On my way back from a delivery a few days back, on the spur of the moment, I popped in to see Sarah Silver of Bastian Contrarian, an experienced copywriter and skilled translator, and a friend. We had a good chat over coffee and then she invited me to see the studio of Nick Logan, an artist and wonderful oil painter.
While looking around Nick’s studio, my attention was caught by an oil painting of a bearded man – a work in progress. I discovered later this is an homage to Rembrandt’s “Portrait of an Old Man”.
I love art in many forms, I go to exhibitions, have my favourite paintings etc. but I don’t know anything about the actual technique of painting. Three years of art classes at middle school made sure of that. All I remember of those years is trying to paint a landscape with a tree a sheep and a road (or perhaps it was a stream)… failing miserably and not getting any real tuition on what I was doing wrong or how I could have improved… so I never really tried again. I can just about use watercolours to give a bit of texture to my sketches before I present them to the clients but I don’t really know what I’m doing.
Looking at the painting that Nick had been working on though, I saw something I had never seen before (probably because for the first time in my life I was looking at it as work in progress rather than as a finished piece).
When I visualize my furniture, when I sketch it, draw it and even when I am just doodling I see objects in solid blocks. I basically draw in the same way as I make: one square block here, one block with a corner cut off there, etc. Everything is defined: there are rigid lines to determine where a piece begins and the next starts. If I use texture lines at all is simply to indicate the grain direction and pattern rather than any depth.
But on Nick’s painting there were NO LINES! What I saw, for the first time in my life, was that the whole thing was defined not by solid objects, parts, components (this is the nose, this is the ear, this are the lips…) but by light. There was no line to say “here endeth the nose and here the cheek begins”… there were just changes in light! Changes in tone, in colour, in hue but just changes in light.
I was trying to explain my realisation to Nick and he knew exactly what I was talking about. In the same way as I look at objects as defined by the shapes of their components, he looks at objects as defined by the shapes of the light. He sees shapes too but he sees the shapes that the light creates.

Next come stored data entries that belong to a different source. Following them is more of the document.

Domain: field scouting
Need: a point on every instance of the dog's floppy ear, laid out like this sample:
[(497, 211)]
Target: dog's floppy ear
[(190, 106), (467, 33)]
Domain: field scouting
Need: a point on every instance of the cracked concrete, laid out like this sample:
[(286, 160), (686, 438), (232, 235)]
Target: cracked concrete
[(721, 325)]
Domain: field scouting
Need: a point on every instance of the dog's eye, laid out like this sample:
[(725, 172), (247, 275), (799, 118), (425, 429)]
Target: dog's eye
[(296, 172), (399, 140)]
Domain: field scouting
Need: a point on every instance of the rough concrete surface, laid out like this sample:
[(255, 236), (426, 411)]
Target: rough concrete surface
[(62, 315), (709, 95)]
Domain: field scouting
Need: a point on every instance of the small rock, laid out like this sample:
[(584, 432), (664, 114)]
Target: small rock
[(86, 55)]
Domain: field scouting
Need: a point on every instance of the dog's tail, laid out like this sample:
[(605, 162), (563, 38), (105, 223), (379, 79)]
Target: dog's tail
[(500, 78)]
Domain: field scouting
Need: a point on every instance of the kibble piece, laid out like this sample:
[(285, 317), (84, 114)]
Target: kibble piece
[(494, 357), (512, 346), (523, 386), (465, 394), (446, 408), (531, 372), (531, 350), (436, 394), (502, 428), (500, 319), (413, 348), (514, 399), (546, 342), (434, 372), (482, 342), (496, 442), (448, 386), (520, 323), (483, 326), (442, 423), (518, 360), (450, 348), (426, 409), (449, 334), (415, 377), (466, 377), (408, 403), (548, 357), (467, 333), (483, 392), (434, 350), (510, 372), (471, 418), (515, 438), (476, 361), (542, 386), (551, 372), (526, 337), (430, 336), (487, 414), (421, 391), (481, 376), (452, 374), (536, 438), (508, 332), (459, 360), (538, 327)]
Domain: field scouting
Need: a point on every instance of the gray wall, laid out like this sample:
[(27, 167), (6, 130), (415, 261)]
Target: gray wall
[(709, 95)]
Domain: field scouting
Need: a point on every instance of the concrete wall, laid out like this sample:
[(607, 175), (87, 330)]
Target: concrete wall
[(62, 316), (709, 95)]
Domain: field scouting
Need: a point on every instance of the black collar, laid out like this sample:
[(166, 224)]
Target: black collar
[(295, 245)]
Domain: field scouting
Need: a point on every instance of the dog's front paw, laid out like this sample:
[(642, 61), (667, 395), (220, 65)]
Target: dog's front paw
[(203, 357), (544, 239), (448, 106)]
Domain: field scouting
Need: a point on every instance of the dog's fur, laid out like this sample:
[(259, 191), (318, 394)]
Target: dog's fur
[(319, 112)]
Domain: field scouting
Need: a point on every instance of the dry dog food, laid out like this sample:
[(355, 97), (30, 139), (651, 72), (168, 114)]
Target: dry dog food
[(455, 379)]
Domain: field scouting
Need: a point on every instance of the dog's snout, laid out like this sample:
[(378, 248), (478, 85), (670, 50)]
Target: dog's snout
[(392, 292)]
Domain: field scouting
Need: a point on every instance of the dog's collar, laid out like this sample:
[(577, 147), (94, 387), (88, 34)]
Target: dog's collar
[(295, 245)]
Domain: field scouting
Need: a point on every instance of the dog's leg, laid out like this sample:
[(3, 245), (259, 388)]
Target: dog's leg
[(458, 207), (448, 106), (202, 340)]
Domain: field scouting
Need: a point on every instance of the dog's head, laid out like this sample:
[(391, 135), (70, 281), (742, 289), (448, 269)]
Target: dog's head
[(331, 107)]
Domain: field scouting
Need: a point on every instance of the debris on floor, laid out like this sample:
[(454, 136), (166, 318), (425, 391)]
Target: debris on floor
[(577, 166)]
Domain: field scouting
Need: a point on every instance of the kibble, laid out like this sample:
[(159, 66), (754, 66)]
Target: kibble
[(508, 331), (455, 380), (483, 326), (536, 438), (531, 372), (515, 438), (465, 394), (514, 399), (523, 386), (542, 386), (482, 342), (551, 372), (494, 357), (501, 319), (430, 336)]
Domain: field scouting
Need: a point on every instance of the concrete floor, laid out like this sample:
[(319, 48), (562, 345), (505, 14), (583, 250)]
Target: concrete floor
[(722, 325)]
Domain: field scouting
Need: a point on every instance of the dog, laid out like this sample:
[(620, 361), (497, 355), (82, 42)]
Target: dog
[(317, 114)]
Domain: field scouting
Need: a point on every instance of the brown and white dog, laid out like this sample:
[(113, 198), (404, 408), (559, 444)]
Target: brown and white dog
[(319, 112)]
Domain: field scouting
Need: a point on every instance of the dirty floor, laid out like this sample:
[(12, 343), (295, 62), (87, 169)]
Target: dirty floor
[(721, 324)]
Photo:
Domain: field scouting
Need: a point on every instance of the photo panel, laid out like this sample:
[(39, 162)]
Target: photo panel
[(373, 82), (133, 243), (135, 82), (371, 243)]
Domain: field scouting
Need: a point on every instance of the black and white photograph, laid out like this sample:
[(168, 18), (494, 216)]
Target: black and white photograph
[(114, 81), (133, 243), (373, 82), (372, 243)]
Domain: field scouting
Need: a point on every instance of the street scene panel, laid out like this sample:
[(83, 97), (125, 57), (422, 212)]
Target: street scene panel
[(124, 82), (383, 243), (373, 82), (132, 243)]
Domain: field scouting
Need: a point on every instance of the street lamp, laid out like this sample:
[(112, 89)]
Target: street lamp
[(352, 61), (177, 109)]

I think that’s why I’ve never mastered the skill of rendering – because I am fixated on the “object” rather than the light. I don’t pay attention to the light because (in my mind) that’s ephemeral: it changes with the position of the object in the room, with the time of the day, with the weather; whereas for me the shape of the component (the leg, the handle etc.) it’s permanent and constant…
And so I am left wondering: what would happen to my designs if I started looking at light rather than at objects? You’ll just have to wait and see: I intend to keep this insight in my awareness as I go about my business of looking at the world for inspiration.